Juli 9th, 2011 by Spooked

Guten Morgen.
Es liest Linus Reichlin, und zwar die ersten drei Kapitel eines Romans. Ein Teaser also.
Es geht los mit einem verirrten Mörder, der versucht, Zitate zu rekonstruieren. Weiter mit Bomben, Krieg, Innenansicht von Soldat im Schockzustand? Es plätschert so dahin, ich bin noch nicht ganz wach, ist aber nicht schlecht zum Aufwachen, Schweizer Vorleser sind ja immer recht angenehm im Ohr…
Es passieren und passierten einige Dinge, ich bin nicht auf allen Ebene auf dem Laufenden, das mag aber sehr am Thema liegen, mit Krieg kann ich ja nicht so.
Ausnahmsweise spricht Winkels zuerst.
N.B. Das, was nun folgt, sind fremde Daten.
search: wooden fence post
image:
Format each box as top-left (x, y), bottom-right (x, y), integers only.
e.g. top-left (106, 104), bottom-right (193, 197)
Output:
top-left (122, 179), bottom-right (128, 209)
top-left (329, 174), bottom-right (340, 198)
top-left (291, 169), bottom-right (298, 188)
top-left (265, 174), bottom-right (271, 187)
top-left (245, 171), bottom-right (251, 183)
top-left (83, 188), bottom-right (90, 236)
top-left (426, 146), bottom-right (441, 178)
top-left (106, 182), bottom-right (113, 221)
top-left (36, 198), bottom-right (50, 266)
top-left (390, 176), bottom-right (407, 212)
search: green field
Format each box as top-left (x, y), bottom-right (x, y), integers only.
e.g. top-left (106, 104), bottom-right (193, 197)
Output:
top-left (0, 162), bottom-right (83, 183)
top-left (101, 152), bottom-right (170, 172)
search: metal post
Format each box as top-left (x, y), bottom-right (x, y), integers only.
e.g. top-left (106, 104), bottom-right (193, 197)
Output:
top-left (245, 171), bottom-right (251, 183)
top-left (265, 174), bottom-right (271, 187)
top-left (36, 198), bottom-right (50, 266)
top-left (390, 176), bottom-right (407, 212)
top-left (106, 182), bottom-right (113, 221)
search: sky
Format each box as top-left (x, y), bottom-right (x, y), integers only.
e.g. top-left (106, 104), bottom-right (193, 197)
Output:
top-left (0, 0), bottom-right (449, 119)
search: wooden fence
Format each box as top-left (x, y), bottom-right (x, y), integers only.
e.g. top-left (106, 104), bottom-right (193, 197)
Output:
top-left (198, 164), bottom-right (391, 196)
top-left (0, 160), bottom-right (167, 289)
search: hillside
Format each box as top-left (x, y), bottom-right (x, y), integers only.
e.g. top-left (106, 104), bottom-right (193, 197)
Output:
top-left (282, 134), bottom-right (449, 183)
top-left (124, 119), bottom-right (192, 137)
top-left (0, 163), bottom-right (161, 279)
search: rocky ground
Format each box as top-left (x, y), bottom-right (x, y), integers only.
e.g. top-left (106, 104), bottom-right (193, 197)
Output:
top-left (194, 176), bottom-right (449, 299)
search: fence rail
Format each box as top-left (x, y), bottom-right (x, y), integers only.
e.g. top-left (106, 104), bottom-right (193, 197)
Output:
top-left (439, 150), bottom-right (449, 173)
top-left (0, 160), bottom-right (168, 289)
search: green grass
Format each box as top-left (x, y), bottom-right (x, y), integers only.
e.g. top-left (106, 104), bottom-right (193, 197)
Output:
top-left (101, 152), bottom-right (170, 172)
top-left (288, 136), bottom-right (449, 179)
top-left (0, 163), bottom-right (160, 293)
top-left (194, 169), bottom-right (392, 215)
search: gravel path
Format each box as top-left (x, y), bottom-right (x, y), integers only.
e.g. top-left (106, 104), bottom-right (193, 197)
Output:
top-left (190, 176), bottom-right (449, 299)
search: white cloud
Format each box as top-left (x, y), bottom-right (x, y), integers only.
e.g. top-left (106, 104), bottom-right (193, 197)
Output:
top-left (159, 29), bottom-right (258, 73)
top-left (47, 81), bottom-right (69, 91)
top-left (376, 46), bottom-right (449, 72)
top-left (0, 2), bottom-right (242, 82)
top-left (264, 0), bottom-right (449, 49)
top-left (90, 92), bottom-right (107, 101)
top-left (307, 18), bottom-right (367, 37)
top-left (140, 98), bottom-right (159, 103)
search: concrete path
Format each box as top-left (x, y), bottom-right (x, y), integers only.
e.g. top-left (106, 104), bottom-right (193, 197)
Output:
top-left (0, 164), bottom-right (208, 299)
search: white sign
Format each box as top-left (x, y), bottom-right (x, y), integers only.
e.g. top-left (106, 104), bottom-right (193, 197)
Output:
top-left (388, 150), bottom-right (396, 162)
Er findet das Thema mutig, wegen Krieg und Aktualität, hat aber ein Problem mit dem imaginierten Stoffreichtum, lobt aber die gute Sprache. Aber er fühlt sich an einen “innerpsychischen Fernsehfilm” erinnert, in dem das Setting immer als solches erkennbar sei. Jetzt auch noch “was von einer griechischen Tragödie”.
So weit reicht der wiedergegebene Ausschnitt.